It’s hard to believe that operations on the wrong body part or on the wrong patient still happen. Yet, according to the Joint Commission on Accreditation of Health Care Organizations (“JCAHO”), surgeons have operated on the wrong leg, eye, kidney or other body part 150 times since 1996. Most of the time these cases are quietly settled, but sometimes they become headline news.
A few notorious examples are illustrative of this point. A patient admitted to a Tampa, Florida, hospital in 1995 for an amputation of a gangrenous foot had the wrong foot removed. In New York, a patient had surgery on the wrong side of his brain at Sloan-Kettering Cancer Center. A surgeon, nationally recognized for his work with breast cancer patients, confused two patients and performed a mastectomy on the wrong patient in November 1998.
JCAHO, alarmed at the continued high incidence of surgical mistakes, issued a sentinel alert advising patients to become involved in ensuring that the surgical site is well marked before undergoing surgery. This alert, issued in December 2001, is the second sentinel alert on the same type of medical error. The first alert focused on wrong site surgery was issued in 1998, and included a review of 15 cases that had been reported to JCAHO. Of the150 reported cases in the current database, operations on the wrong body part accounted for 76% of the cases, while operations on the wrong patient accounted for 13% of the cases. The wrong surgical procedure was involved in 11% of the cases.

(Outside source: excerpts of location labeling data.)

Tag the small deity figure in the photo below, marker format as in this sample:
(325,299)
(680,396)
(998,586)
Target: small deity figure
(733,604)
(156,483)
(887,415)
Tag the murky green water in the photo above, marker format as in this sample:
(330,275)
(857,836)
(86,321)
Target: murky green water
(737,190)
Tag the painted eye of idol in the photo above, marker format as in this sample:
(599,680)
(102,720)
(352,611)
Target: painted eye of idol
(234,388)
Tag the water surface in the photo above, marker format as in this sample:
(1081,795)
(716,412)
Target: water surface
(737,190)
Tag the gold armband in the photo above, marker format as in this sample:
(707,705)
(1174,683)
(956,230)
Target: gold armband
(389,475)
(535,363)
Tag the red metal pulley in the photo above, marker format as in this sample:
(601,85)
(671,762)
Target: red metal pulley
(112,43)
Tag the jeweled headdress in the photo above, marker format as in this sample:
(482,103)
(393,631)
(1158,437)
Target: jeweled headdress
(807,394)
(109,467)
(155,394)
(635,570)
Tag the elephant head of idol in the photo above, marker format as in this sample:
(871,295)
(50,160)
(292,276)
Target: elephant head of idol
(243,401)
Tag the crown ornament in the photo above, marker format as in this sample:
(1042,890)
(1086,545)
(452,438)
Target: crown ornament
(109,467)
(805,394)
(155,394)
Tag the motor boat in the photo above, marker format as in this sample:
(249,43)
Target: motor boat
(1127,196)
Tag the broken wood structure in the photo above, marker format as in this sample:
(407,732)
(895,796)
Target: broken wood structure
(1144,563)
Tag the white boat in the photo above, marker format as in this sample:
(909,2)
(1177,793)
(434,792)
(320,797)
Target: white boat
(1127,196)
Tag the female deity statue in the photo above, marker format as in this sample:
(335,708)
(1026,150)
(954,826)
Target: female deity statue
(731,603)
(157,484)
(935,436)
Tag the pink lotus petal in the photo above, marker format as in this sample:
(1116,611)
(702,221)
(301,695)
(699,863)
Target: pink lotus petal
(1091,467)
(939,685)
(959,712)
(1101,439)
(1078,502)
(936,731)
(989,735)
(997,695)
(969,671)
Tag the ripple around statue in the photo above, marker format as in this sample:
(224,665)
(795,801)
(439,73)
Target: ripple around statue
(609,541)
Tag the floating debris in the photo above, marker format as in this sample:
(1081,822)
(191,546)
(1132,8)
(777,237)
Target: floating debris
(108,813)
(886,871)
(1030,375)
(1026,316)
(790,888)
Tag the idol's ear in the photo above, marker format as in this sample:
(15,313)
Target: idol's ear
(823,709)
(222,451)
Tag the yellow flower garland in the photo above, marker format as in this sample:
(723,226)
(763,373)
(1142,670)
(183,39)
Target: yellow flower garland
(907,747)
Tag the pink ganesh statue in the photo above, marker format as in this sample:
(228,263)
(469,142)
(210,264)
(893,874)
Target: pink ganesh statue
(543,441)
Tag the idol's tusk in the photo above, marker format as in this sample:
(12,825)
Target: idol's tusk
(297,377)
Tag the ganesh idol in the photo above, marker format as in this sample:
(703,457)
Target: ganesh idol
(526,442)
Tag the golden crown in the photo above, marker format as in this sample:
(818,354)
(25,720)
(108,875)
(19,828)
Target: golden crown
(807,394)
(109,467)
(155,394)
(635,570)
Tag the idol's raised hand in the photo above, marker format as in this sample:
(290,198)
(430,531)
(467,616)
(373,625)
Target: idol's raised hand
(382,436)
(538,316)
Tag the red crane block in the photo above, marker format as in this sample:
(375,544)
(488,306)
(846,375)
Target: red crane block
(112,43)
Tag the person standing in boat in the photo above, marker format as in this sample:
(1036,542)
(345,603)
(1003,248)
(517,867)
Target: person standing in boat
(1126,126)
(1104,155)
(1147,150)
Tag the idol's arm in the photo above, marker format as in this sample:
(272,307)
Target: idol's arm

What is even more alarming is that JCAHO’s figure may actually understate the true incidence of wrong site surgery. Health care providers are not required to report sentinel events to JCAHO. They report these events voluntarily. In fact, of the 150 cases, only 81% were self-reported by providers. The Physician’s Insurance Association of America discovered 331 claims for wrong site surgery in the ten year period from 1985 to 1995 when it reviewed claims from 22 malpractice carriers representing 110,000 physicians. And, even this number could be too low because not every case results in a claim.
Wrong site surgery can have serious consequences for both patients and health care providers. In response to the first alert in 1998, the American Academy of Orthopedic Surgeons adopted the “Sign your Site” program of preoperative surgical site identification. Surgeons were encouraged to initial the intended operative site using a permanent marker. According to Dr. Terry Canale, past President of the American Academy of Orthopedic Surgeons, the Academy discovered that after a two year period of this campaign only 60% of surgeons were marking their operative sites.
JCAHO is now encouraging patients to take an active role in assuring that surgeons operate on the correct site. According to JCAHO, patients should do two things: (1)discuss specifically what will be done during the surgery with both the surgeon and anesthesiologist, and (2) have the surgical site marked with a permanent marker in the presence of their surgeon, then have the surgeon initial the site.
The alert also offers concrete steps for providers to reduce the risk of wrong site surgery. The JCAHO recommends providers:
* require that the surgical site be marked.
* develop verification checklists.
* require each member of the surgical team to orally verify the identity of the patient, the planned surgical procedure and the site, with the patient, after the patient arrives in the operating room.
* call a “time out” for the surgical team before the actual surgery begins to verify the patient, procedure and site.
In 1975, the Louisiana legislature limited damage awards in medical malpractice actions to $500,000, exclusive of future medical expenses and legal interest. Despite multiple challenges to this limit on constitutional grounds, the medical malpractice cap remains in effect. But providers should beware. Wrong site surgery is clearly avoidable and can result in devastating consequences for patients. Thus, it is imperative that health care providers quickly adopt effective preventive measures designed to eradicate wrong site surgery, or face the real possibility of losing the medical malpractice cap. Continued wrong site surgery errors may provide opponents of the cap with enough ammunition to finally eliminate it, leaving providers vulnerable to unlimited damage awards. What the legislature giveth, the legislature can taketh away.
By focusing national attention on this issue, JCAHO hopes to eliminate these avoidable mistakes. Lets hope that a third sentinel alert on this subject will not be necessary.